Friday, Jan. 24, 1964

Blood in the Streets

In 1947 the partition of India into two independent nations unleashed such bitter religious strife between Moslem and Hindu that the subcontinent nearly drowned in blood. More than 100,000 people were killed and 12 million left homeless in an orgy of butchery, rape and destruction. Last week the horrible memories of those ugly days came back to India as mobs ran loose in Kashmir, East Pakistan and West Bengal.

First came the troubles in Indian Kashmir's capital of Srinagar, where the loss of a treasured Moslem relic kindled anti-Hindu feelings (TIME, Jan. 10). As rumors spread, Moslem mobs in East Pakistan sacked Hindu shops and homes, left 29 dead before the army restored order. Panic-stricken, hundreds of Hindu families poured across the East Pakistan border into West Bengal, then headed for Calcutta, 35 miles away.

Spreading Infection. Calcutta's explosive social conditions had already brought relations between the city's Hindu majority and its 1,000,000 Moslems to the boiling point. Tens of thousands sleep on the streets or in abandoned sewer pipes and gutters are clogged with garbage, cow dung and human excrement; the water is polluted, epidemics frequent, poverty rampant, and unemployment endemic. In this morass of 6,500,000 people, the Hindu refugees' Moslem-atrocity stories spread like an infection. Inevitably, Calcutta's Hindus retaliated.

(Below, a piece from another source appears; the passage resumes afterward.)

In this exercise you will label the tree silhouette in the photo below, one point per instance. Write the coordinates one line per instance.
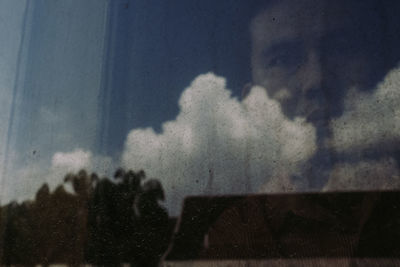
(103, 222)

Pouring into the streets, Hindu mobs tossed kerosene-soaked rags into Moslem shops, then lit them with fireworks. Looters paraded their booty in handcarts for public view. In one outlying district, four police constables stood off hundreds of looters until their ammunition ran out. One constable escaped; the rest were killed on the spot. Moslem pedestrians were grabbed in the streets and beaten to death, and knifings were so numerous that Calcutta police simply released the total of stabbing deaths each day without giving details.

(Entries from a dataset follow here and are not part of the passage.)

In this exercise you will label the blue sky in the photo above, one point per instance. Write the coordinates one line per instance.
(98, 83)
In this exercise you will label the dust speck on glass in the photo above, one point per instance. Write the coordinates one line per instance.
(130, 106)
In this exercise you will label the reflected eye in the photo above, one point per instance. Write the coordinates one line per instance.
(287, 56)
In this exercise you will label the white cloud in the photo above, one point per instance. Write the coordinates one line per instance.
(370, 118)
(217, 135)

Swinging Pendulum. For four days smoke billowed over Calcutta's skyline. Finally, Home Minister G. L. Nanda ordered two army battalions into the city, told them to show "no mercy in quelling the disorder." The army clamped martial law on five of the city's 25 police districts, gunned down looters and arsonists in the streets, threw more than 10,000 demonstrators into jail. By the time order was restored, 200 were dead, 600 wounded, 73,000 homeless, and whole portions of the city razed. Hoping to minimize the religious aspect of the rioting, West Bengal officials took pains to claim that the death total was evenly distributed between Hindus and Moslems. But the pendulum had already swung back the other way. More than 5,000 Moslems left West Bengal and fled across the border to East Pakistan. At week's end, in the East Pakistan capital of Dacca, mobs killed 50 Hindus.